GT: Cosa significa essere un fotografo musicale?

AR: Prima di tutto è una cosa che scegli di fare, non è un circuito obbligato per un fotografo. Anzi, la fotografia musicale è un po’ particolare dal punto di vista economico. Significa avere tanta passione per la musica e continuare a studiare, perché a seconda del concerto alcune cose cambiano e possono essere previste solo con lo studio e la pratica. Significa viaggiare tanto facendo orari abbastanza difficili, da far collimare con anche altri impegni. Però tutto questo non è negativo, nel senso che se lo faccio ancora oggi è perché, per quanto mi riguarda, è un mondo che dà molte soddisfazioni.
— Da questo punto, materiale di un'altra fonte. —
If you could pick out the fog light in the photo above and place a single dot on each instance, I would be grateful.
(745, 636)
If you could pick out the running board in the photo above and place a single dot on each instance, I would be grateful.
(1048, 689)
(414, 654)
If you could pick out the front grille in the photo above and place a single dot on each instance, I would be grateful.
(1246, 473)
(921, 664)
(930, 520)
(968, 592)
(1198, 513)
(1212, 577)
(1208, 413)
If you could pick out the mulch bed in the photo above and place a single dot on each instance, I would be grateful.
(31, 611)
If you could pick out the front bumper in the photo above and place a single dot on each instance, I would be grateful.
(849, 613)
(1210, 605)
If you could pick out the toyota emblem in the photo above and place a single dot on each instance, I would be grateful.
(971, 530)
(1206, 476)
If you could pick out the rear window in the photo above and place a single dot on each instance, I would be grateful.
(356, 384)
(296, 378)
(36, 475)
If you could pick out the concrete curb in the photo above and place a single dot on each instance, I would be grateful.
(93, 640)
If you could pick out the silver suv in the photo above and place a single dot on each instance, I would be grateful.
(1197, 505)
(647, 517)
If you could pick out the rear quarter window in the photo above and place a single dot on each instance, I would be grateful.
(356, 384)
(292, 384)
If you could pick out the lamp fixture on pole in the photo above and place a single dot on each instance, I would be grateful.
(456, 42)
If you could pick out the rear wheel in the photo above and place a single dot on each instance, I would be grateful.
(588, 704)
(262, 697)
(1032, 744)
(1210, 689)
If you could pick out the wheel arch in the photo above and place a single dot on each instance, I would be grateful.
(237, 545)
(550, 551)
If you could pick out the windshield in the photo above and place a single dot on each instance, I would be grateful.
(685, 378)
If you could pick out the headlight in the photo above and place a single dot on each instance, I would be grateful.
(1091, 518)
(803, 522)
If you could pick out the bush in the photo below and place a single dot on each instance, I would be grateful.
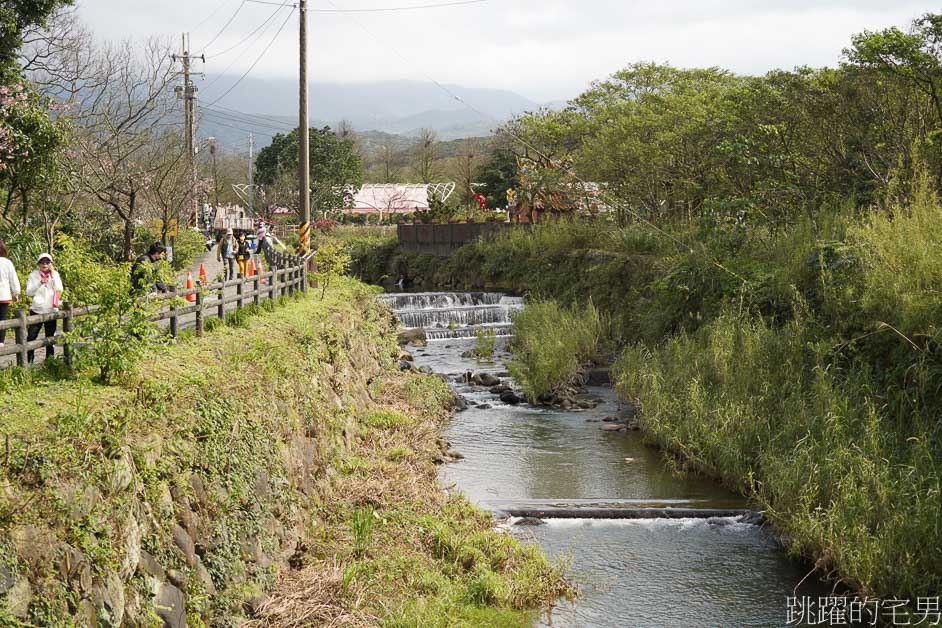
(552, 343)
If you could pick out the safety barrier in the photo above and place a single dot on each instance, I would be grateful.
(288, 275)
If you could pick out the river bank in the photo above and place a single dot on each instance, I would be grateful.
(282, 470)
(797, 367)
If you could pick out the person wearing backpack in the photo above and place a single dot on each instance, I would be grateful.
(9, 287)
(44, 286)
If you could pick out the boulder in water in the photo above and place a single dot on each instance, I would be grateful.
(529, 521)
(510, 397)
(485, 379)
(412, 337)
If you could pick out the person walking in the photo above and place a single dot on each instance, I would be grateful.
(226, 252)
(44, 287)
(243, 255)
(145, 275)
(9, 288)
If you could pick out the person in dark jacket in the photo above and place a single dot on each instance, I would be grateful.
(145, 275)
(243, 255)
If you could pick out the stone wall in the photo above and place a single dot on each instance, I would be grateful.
(443, 240)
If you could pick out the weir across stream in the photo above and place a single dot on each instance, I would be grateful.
(644, 548)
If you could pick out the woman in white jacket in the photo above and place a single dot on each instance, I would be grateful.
(9, 287)
(45, 287)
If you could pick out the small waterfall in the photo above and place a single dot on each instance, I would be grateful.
(453, 315)
(461, 316)
(430, 300)
(500, 331)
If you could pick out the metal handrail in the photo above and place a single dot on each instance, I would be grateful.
(288, 275)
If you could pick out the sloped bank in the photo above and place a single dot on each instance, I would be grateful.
(283, 470)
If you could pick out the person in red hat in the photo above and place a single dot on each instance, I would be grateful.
(9, 287)
(44, 286)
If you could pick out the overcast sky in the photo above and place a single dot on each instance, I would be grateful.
(543, 49)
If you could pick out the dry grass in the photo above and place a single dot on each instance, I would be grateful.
(313, 597)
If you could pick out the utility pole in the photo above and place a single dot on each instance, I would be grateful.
(251, 175)
(188, 93)
(304, 172)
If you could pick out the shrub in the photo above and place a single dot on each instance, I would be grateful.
(551, 343)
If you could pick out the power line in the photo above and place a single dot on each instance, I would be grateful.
(239, 128)
(247, 37)
(231, 118)
(250, 115)
(380, 10)
(211, 15)
(225, 26)
(238, 58)
(553, 163)
(254, 63)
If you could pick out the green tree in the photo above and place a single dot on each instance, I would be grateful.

GT: Come si svolge un «concerto tipo?»

AR: Ci possono essere molte variabili che possono modificare l’andamento di un concerto per un fotografo, prima tra tutte il committente delle fotografie. Se stai lavorando per un gruppo o per un promoter, le regole cambiano di volta in volta. Solitamente, però, quasi tutti i fotografi lavorano con accrediti stampa, nel mio caso tramite il portale Rockon con cui collaboro ormai da cinque anni. In questo caso, normalmente si è autorizzati a scattare solamente nei primi tre pezzi dello show per cui si ottiene l’accredito. La maggior parte delle volte si scatta nell’area che viene identificata come «pit», ovvero lo spazio tra il palco e la prima transenna, salvo altre indicazioni dovute alla location, a scelte del management o dell’artista stesso, che possono obbligare a scattare da una lunga distanza quale potrebbe essere il mixer, o da una media distanza come i lati di un teatro. Delle volte non è nemmeno detto che si scatti sempre durante i primi tre pezzi. Ho avuto esperienze di gruppi che facevano scattare solo durante il primo pezzo o, addirittura, solo durante i primi trenta secondi dei primi tre pezzi. Ammetto che, da questo punto di vista, le policy per le fotografie non smettono mai di stupirmi.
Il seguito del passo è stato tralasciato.